Shrugging, I told him the short version and then what the lawyer had said. "I guess I just have to see what she does."

"Do I need to get you a new attorney?"

I shook my head. He would bring the logical into the equation and leave out the emotional. I so needed that right now. Not someone to worry over me and know just how devastating this could turn out to be. "Daddy should have fixed this a long time ago, though Tim should've seen it sooner. It was just a...mistake."

Pulling me close, he rested his chin on my head. "I ordered takeout. Thai. It should be here soon. We can eat by the pool, if you like."

I hated Thai food, yet grinned up at him. "Okay. But I have to head back after that. I have a class to teach in the morning."

His hazel eyes watched me for a long time before he swallowed. Reaching up, he lifted a piece of my hair, rubbing the long, blonde strands between his fingers. His jaw was narrow, his cheekbones high. Matt wasn't the traditional kind of handsome, but he was good-looking in that 'aw shucks' southern way. Like the boy next door. Which was hilarious because Matt looked nothing like Ian, the actual guy next door.

"What were you working on today that required red paint?" He seemed amused by the splotches of color in my hair.

The landscape I'd been working on before the doorbell rang this morning came to mind. I'd been trying to capture Main Street in Wylie at sunset. The cars were still, the people from town captured mid-stride walking on the sidewalks, window shopping, or chatting. Geraniums and marigolds popped out of enlarged flower pots near the light posts.

"You'll have to come over and see." I smiled.

His return smile was easy, like his personality. "I was planning on visiting Wylie on Sunday, if you don't mind. I wanted to talk to you about something that happened today."

"Tell me now. I'm here."

His smile faded. "You had a rough day and have enough to think about. We'll talk later."

His gaze darted out the window over the sink and then back to me. Something in the way he was staring at me had my pulse hammering and my breath short. Damn if I knew why. Intuition?

"I love you," he said.

I stilled. Okay, first he wanted to talk, then he dropped 'I love you' for the first time. Was this the part of our relationship where we moved on from contentment to more?
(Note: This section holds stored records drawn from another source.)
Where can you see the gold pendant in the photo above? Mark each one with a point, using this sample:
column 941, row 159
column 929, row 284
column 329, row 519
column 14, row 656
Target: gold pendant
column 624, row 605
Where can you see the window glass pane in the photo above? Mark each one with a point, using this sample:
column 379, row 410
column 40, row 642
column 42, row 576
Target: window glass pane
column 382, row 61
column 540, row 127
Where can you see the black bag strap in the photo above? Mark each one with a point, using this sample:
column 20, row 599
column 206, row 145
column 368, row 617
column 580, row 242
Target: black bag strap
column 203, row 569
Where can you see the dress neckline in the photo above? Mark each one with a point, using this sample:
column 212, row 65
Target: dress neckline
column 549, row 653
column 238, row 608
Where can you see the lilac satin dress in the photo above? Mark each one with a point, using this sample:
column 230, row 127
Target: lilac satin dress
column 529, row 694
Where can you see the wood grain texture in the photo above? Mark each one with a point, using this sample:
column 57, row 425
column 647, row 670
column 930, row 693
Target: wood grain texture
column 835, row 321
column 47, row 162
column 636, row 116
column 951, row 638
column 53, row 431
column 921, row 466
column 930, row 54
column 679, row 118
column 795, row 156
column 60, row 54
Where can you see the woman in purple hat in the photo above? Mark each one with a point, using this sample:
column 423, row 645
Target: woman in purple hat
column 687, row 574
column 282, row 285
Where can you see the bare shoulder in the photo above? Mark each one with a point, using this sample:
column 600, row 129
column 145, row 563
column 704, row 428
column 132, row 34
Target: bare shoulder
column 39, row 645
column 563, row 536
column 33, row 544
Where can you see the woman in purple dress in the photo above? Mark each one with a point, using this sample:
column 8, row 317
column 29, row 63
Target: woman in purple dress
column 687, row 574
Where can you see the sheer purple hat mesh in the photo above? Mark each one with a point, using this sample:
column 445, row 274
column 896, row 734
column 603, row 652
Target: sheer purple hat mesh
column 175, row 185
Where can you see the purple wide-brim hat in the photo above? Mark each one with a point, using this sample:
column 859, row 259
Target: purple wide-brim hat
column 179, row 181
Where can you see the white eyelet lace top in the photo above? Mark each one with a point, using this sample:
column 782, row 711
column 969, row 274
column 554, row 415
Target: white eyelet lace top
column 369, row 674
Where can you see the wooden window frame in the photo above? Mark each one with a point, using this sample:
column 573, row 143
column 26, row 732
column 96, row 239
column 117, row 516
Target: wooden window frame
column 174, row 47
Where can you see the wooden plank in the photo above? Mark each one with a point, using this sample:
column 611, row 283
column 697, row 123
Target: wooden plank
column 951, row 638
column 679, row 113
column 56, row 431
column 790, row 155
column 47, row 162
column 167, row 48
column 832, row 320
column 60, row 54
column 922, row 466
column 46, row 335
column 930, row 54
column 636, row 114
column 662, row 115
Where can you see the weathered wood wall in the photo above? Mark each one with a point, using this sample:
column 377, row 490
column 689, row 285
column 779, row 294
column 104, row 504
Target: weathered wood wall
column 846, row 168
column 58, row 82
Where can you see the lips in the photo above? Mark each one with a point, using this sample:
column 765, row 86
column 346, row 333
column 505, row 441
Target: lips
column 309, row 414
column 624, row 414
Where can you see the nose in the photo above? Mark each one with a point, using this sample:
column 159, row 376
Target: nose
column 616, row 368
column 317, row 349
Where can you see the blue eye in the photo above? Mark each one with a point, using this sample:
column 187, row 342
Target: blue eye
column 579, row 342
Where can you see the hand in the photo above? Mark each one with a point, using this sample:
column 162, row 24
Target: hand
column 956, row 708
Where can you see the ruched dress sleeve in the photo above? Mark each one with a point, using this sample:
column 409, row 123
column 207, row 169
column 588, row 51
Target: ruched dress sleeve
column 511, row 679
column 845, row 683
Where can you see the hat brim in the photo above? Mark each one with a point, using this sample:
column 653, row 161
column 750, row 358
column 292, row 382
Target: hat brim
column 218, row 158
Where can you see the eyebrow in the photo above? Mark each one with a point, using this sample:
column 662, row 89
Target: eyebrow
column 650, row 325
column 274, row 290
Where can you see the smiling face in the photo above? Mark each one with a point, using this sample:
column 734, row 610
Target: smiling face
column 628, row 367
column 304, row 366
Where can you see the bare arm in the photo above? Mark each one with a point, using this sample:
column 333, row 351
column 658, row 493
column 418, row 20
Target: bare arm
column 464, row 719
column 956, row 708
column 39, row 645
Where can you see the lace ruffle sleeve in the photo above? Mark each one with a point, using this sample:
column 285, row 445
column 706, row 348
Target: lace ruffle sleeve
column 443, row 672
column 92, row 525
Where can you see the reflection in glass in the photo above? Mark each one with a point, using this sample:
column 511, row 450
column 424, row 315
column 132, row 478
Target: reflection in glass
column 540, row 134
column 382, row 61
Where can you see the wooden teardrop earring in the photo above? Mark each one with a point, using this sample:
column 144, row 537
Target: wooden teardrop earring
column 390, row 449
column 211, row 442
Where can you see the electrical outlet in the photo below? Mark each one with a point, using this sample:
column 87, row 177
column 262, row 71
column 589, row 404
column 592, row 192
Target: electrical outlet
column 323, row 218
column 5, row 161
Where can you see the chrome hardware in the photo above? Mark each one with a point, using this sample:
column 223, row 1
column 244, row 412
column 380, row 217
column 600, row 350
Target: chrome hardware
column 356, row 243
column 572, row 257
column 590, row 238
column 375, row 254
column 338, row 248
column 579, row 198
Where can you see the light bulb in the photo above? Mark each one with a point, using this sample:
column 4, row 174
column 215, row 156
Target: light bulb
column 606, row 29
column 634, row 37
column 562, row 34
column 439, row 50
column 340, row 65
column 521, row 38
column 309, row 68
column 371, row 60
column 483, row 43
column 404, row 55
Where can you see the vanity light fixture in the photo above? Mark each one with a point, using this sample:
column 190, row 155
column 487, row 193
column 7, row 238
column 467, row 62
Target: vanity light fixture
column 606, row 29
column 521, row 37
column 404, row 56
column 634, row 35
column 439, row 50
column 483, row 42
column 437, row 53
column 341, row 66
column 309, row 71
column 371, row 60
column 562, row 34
Did I love him? He was the husband and two kids kind of guy. Did I want that with him?

Well, I wanted four kids. Four happy, spirited kids running down to the creek like me and Ian had in our youth. Four kids with a mother and father who loved them more than life itself. I'd never really pictured who that guy with me would be, though.

And me and Matt had never talked about the future before. Everything had always been casual. Too casual. Something was going on with him, something big enough to 'talk' about. Could we actually pull off a real conversation?

Before I could contemplate an answer, the doorbell rang, and Matt grinned. "Worry not, Summer. You don't need to say it back yet." Leaning in, he kissed me and then went to answer the door.